A random sequence (or variable) is a sequence of values chosen from a fixed set of distinct elements with each element having a fixed probability of being chosen.

Successive tosses of coin generate a random sequence of "heads" and "tails". The set consists of two distinct elements, namely "heads" and "tails", with equal probabilities of 1/2 = 0.5 of being chosen.

Another example is provided by rolling a die with six faces labeled with 1, 2, 3, 4, 5, or 6 dots. The set here has six elements, and each of them has probability 1/6 of being chosen.

The set need not be finite. Consider dropping a pencil onto a table top point first. If the pencil lands exactly vertically, it is equally likely to come to rest with its tip pointing in any direction: this a contiuous infinity of such directions between 0 and 360 degrees. The probability of the tip pointing in any sector of angular width d equals 360/d.

NOTE: An essential property of random sequences is that a value in the sequence does not depend on the preceding value or on any of the other values in the sequence! It is impossible to predict the value prior to its being selected from the probability distribution!

Pseudo-random number generators

The following program random.java illustrates how a "random" sequence can be generated using a computer program: 
// random.java

class random {
    public static void main (String[] args) {
        int n = 10;
        if (args.length > 0)
            n = Integer.parseInt(args[0]);
        boolean useMathRandom = args.length > 1;
        int m = 6075;
        int a = 106;
        int c = 1283;
        int seed = 0;
        for (int i= 0; i < n; i++) {
            if (useMathRandom)
                // use java.lang.Math.random
                seed = (int) (m * Math.random());
            else
                seed = (a * seed + c) % m;
            System.out.println(seed);
        }
    }
}
The program uses a "quick and dirty" linear congruential generator discussed in §7.1 Uniform Deviates of the "Numerical Recipes" book.
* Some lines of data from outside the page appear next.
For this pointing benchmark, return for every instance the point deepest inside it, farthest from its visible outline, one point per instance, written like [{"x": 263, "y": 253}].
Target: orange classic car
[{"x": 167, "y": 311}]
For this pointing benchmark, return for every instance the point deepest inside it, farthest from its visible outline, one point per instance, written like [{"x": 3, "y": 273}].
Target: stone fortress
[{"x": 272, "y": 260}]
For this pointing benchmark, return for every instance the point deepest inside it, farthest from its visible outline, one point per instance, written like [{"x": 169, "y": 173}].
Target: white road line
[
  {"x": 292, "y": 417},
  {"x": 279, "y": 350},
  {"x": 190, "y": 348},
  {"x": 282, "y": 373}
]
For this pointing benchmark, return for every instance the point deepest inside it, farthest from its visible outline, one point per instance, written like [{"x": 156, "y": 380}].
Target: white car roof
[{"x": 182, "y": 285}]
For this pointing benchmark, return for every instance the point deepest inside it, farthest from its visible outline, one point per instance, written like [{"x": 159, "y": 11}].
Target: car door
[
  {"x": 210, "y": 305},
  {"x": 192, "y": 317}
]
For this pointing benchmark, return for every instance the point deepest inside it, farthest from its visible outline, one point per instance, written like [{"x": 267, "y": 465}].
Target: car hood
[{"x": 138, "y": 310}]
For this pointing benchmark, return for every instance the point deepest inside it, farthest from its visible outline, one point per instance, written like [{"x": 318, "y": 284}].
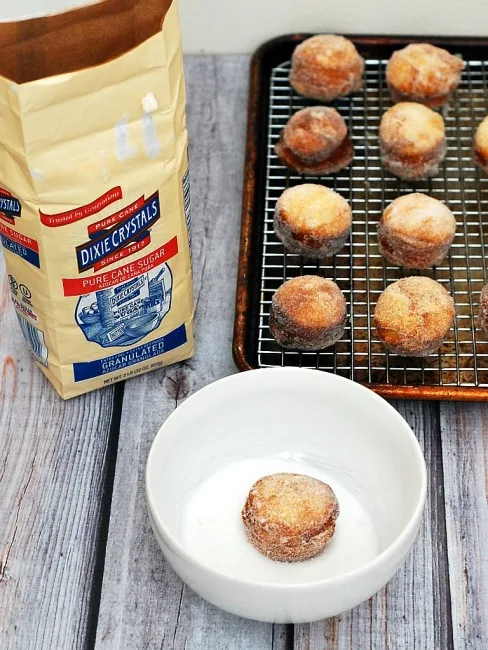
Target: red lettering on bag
[
  {"x": 82, "y": 286},
  {"x": 70, "y": 216}
]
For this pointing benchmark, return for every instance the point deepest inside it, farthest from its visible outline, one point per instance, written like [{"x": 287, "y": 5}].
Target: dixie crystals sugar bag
[{"x": 94, "y": 190}]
Running this program generates the following sequence of 10 random integers in the range [0, 6074]: 
> java random
1283
3631
3444
1847
2665
4323
3896
1159
2637
1355
The number of values in the sequence can be set by including one command line argument: 
> java random 5
1283
3631
3444
1847
2665
Supplying an arbitrary second command line argument causes the program to use the random number generator provided by the java.lang.Math class.

How good are they?

The values in a pseudo-random sequence are of course entirely predictable from preceding values! Such sequences are not really random. So if one uses a pseudo-random sequence in a calculation which assumes that the sequence is random, one would like to know whether the result of the calculation is reliable. The crucial question is: would one have obtained the same result (within statistical uncertainties) by using a "real" random sequence, such as that obtained by tossing a coin or dropping a pencil on its point?

There are several tests of quality of a pseudo-random number generator. Some of these are discussed in §12.6 Random Number Sequences of the textbook, and others in ""Numerical Recipes".

A very simple check on a generator is to plot the sequence and see if it "looks" random! Here is a plot of 20,000 values generated by 

> java random 20000 > random.data
> gnuplot
gnuplot> plot "random.data" with dots

> java random 20000 1 > random.data
> gnuplot
gnuplot> plot "random.data" with dots

Which is the better of the two generators?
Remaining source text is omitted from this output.